Miryam Haddad, l’artiste syrienne derrière l’affiche du Festival d’Avignon 2019

L’artiste syrienne Miryam Haddad à Avignon.

AP- L’affiche officielle du 73e Festival d’Avignon, créée par la jeune Syrienne Miryam Haddad, est une invitation à la découverte. Plein de couleurs et personnages, ses toiles s’apparentent parfois à des pièces de théâtre. Rencontre avec l’artiste-peintre pour qui « la peinture est quelque chose de sacré qu’on ne peut pas vraiment expliquer ».

RFI : Pourquoi avez-vous caché un crocodile dans l’affiche du Festival d’Avignon 2019 ?

Miryam Haddad : Ce n’était pas exprès un crocodile [rires]. C’est ma manière de travailler. Je ne veux jamais donner des informations très faciles aux spectateurs pour qu’ils puissent prendre leur temps devant les œuvres, s’arrêter, découvrir ce qui se passe.

En tant que peintre, vous avez réussi à entrer au Festival d’Avignon. Quelle est votre relation avec le théâtre ?

Tous les dimensions de l’art sont très liées, pas seulement la peinture et le théâtre, mais la peinture et le théâtre sont depuis très longtemps très proches. Je travaille également mon imagination, je crée des personnages, je les déguise, je les mets en scène. Pour moi, ils sont comme des acteurs.

Vous vous sentez proche de l’univers de Soutine, James Ensor ou Oskar Kokoschka.À première vue, vos peintures semblent abstraites. Pour vous, une couleur est-ce un personnage ?

Pas vraiment un personnage, plutôt une sensation. La question de l’abstraction s’est toujours posée dans ma peinture. Ce que m’intéresse, c’est vraiment jouer sur cette ligne qui lie et sépare en même temps la figure et l’abstrait. Depuis mes débuts, la couleur est très présente dans la peinture. D’abord, c’était de manière instinctive, après, j’ai découvert que c’est très intéressant de travailler sur des extrêmes des couleurs, comme dans des extrêmes de la matière, des personnages, des expressions.

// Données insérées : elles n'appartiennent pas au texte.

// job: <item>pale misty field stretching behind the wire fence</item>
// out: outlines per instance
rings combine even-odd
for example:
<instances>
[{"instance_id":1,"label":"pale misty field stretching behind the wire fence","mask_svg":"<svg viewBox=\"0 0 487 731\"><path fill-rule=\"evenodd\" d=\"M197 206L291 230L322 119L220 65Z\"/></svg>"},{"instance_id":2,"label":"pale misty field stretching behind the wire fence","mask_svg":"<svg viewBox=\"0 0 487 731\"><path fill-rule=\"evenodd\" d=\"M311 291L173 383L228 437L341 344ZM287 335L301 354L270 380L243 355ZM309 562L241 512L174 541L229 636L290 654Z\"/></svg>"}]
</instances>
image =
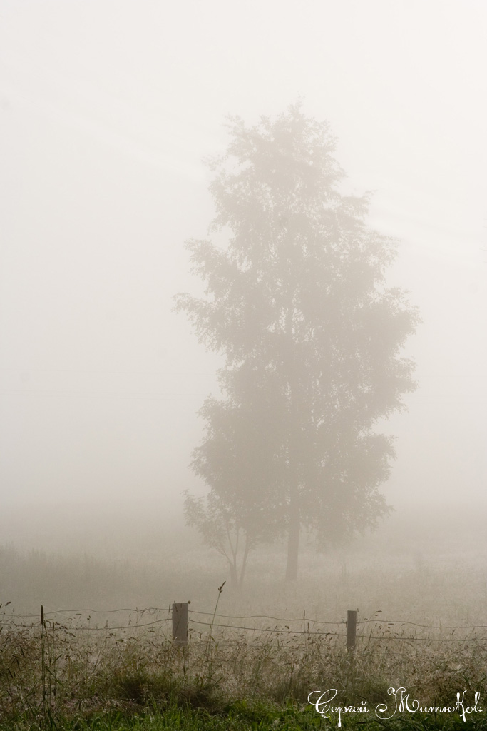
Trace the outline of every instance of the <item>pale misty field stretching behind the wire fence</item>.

Sauriez-vous retrouver le crocodile caché dans « Agonia », le tableau de Miryam Haddad, qui est devenu l’affiche officielle du Festival d’Avignon ?Siegfried Forster / RFI

Par rapport à la couleur, j’essaie de donner aux spectateurs cette impression que la peinture qu’ils voient est vraiment très joyeuse, très gaie, avec beaucoup d’énergie et donnant beaucoup d’espoir. Et quand ils passent plus de temps devant l’œuvre, les mêmes couleurs deviennent plus dures et plus violentes, au point de fatiguer l’esprit. Pour moi, c’est très intéressant de créer ce sentiment chez les gens.

Vous êtes née en 1991, en Syrie, à Damas. Où et comment avez-vous appris la peinture ?

Très petite, déjà, je savais que c’est ça que je voulais faire. C’est étrange, mais j’ai commencé à dessiner quand j’étais très jeune, je n’avais même pas dix ans. Après, j’ai pris plein de cours, j’ai continué à dessiner, à faire beaucoup d’aquarelles et de dessins à fusain. Pour moi, c’était évident d’aller à l’université de Damas.

En 2011, j’y ai commencé vraiment à peindre, mais la peinture là-bas est très différente de la peinture ici en France ou ailleurs. A l’université là-bas, ce sont toujours des projets très académiques, très classiques, très réalistes. Chaque semaine, il y a des projets : la nature morte, des portraits, des modèles vivants… Du coup, j’ai appris la base de la peinture là-bas. Quand je suis arrivée en France, c’était l’inverse. Aux ateliers des beaux-arts à Paris, c’était la liberté totale. Et c’est là où j’ai commencé à chercher et à construire ma propre peinture.